11 comments

[ 3.3 ms ] story [ 43.1 ms ] thread
Remember the good old days when this sort of thing was unlikely due to the "eyeballs on code" theory?
Mozilla is just a shittier Google now. They purposely make a terrible browser so that the media just drives everyone to Chrome.
Come on.. nothing gets shittier than google
The author doesn't know that Firefox on iOS cannot be affected due to the design of browsers of iOS (they are not allowed to use internal JavaScript or web rendering engines).

That brings into question the rest of the analysis in the article.
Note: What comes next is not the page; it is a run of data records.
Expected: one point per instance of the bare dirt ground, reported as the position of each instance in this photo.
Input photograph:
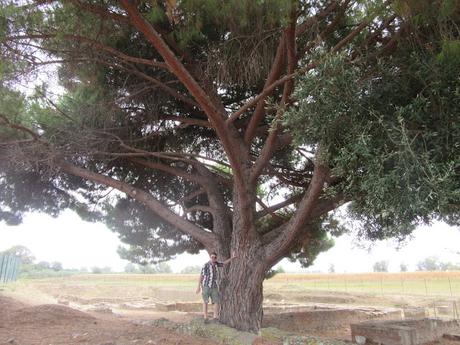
(54, 324)
(63, 312)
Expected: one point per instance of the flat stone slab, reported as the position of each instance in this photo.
(452, 336)
(403, 332)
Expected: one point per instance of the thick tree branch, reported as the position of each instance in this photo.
(305, 209)
(274, 208)
(200, 235)
(275, 73)
(170, 170)
(216, 117)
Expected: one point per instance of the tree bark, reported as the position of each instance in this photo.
(242, 291)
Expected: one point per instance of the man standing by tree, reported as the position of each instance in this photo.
(207, 283)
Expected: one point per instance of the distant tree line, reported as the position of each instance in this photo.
(160, 268)
(432, 263)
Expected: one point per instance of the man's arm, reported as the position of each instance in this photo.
(229, 259)
(200, 279)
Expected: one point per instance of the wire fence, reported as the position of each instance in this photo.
(442, 284)
(9, 268)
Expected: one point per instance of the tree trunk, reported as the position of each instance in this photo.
(241, 290)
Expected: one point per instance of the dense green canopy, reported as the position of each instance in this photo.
(175, 120)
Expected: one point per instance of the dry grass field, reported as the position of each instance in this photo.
(315, 304)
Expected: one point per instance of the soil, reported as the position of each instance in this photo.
(54, 324)
(61, 315)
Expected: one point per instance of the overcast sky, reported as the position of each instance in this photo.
(78, 244)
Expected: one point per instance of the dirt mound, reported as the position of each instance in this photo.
(49, 314)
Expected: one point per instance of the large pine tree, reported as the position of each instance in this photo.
(232, 126)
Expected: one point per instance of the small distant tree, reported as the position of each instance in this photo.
(162, 268)
(56, 266)
(331, 268)
(429, 264)
(100, 270)
(191, 269)
(43, 265)
(381, 266)
(27, 258)
(131, 268)
(449, 266)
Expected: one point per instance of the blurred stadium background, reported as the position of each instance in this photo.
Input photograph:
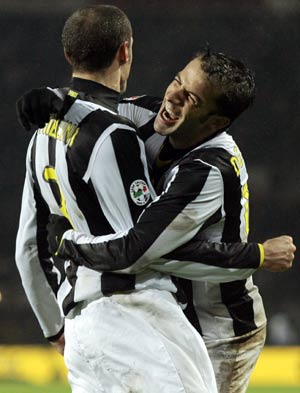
(266, 35)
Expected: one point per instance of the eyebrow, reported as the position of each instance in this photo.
(188, 91)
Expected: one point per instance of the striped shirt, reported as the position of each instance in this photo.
(82, 167)
(204, 199)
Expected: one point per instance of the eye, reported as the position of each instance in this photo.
(177, 80)
(192, 99)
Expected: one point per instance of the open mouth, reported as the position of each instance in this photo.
(168, 115)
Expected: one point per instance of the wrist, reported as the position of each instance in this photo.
(261, 255)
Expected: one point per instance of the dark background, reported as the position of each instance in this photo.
(264, 34)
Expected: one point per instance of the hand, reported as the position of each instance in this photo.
(279, 254)
(36, 106)
(59, 344)
(56, 227)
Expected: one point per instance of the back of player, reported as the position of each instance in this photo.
(80, 167)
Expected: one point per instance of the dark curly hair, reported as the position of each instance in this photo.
(233, 82)
(92, 35)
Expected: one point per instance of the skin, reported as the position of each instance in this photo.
(188, 113)
(116, 75)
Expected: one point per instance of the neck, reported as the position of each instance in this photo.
(189, 140)
(110, 77)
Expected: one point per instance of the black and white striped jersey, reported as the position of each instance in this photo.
(228, 309)
(204, 197)
(91, 168)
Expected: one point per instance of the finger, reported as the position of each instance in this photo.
(21, 116)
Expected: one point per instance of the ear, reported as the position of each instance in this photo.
(67, 57)
(123, 53)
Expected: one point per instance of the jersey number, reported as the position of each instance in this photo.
(50, 177)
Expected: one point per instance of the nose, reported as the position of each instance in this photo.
(175, 95)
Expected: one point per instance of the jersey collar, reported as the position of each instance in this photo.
(96, 92)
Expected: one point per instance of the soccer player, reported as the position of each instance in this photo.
(89, 165)
(200, 103)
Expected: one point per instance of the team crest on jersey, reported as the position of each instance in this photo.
(139, 192)
(133, 98)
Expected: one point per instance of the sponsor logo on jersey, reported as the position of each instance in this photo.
(139, 192)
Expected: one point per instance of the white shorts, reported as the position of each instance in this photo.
(136, 343)
(234, 360)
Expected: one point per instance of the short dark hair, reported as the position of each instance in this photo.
(92, 36)
(233, 81)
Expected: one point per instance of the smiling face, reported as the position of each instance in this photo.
(188, 110)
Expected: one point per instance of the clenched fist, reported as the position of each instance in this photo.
(279, 254)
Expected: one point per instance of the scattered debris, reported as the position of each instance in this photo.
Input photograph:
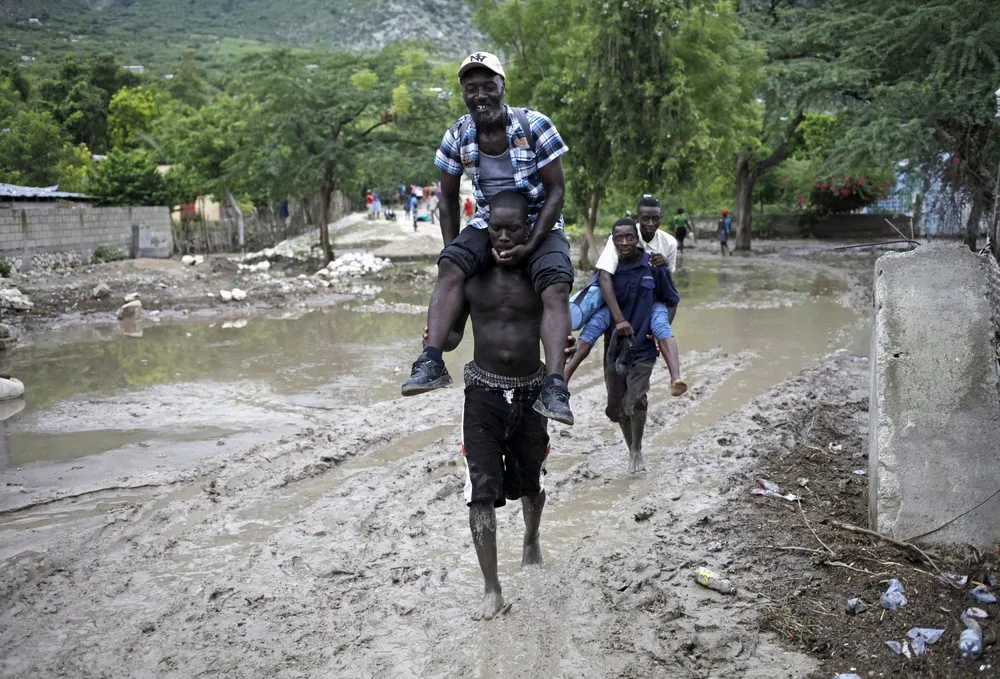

They also seem to believe the speed of an exploit is relevant enough to put it in the headline and repeat it several times in th article.
Also, eight seconds sounds like a terrifically long time for it to take effect. That's tens of billions of CPU cycles, billions of arithmetic instructions, millions of disk seeks, a hundred or so page loads, a dozen "knock knock" jokes in call-and-response between London and Sydney. How non-technical does one have to be to think "eight seconds" is fast in computer time?!
To me, 8 seconds implies 'it probably needs loads of heap grooming, and even then is probably only 90% reliable'
Why is the duration important? Or are they saying the hack was developed in 8 seconds?
It's to warn you that the author has no clue about security and you should look for a better source.
The author of this article clearly has no clue what he is talking about, but are there any write-ups, streams or similar from pwn2own participants finding these vulnerabilities?